CLAS Postdoctoral Fellow Dr. Briana Nichols will be teaching a new course this spring term on Mexican and Central American Migration themes.


This seminar will track both the shifts and continuities in migration from Mexico and Central America.  Taking the U.S. framing of migration across the southern border as a “crisis” as our starting point, we will work to complicate this “crisis” framing, interrogating the political, economic and social conditions that have generated the emergence and persistence of migration within and from Mexico and Central America.  We will explore the mobility of Central American and Mexican peoples following the work of anthropologists, historians, geographers, and political scientists but also through film, art and music. 

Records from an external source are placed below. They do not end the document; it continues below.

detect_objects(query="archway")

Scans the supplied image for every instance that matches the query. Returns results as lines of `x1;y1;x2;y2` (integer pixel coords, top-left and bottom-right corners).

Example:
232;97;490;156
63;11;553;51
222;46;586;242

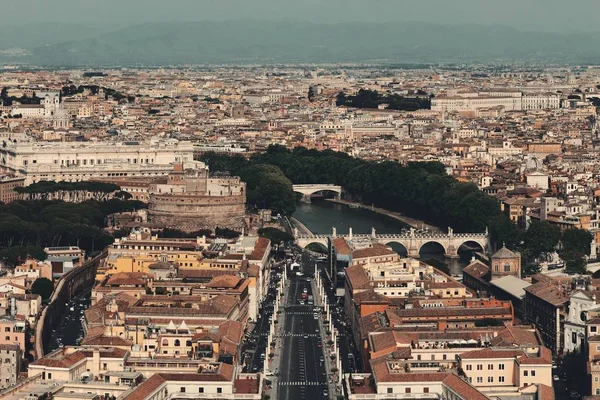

Though a focus on one specific region, this course covers several topics related to migration and mobility including: border construction and militarization, life along the migrant pathway, the political economies of migration, interfamilial bonds and transnational forms of care, racialization, colonialism, citizenship and national identities, environmental change, social violence, as well as the construction and management of migrant categories.  We will consider broad questions over the course of the semester, like, how do individuals, families, and communities produce and make sense of the new forms of existence brought forth by migration? Who has the right to migrate, and conversely, what would a right of non-migration might look like? What responsibilities do nation-states have towards mobile peoples?  And how might continued human mobility reframe how we understand belonging and rootedness?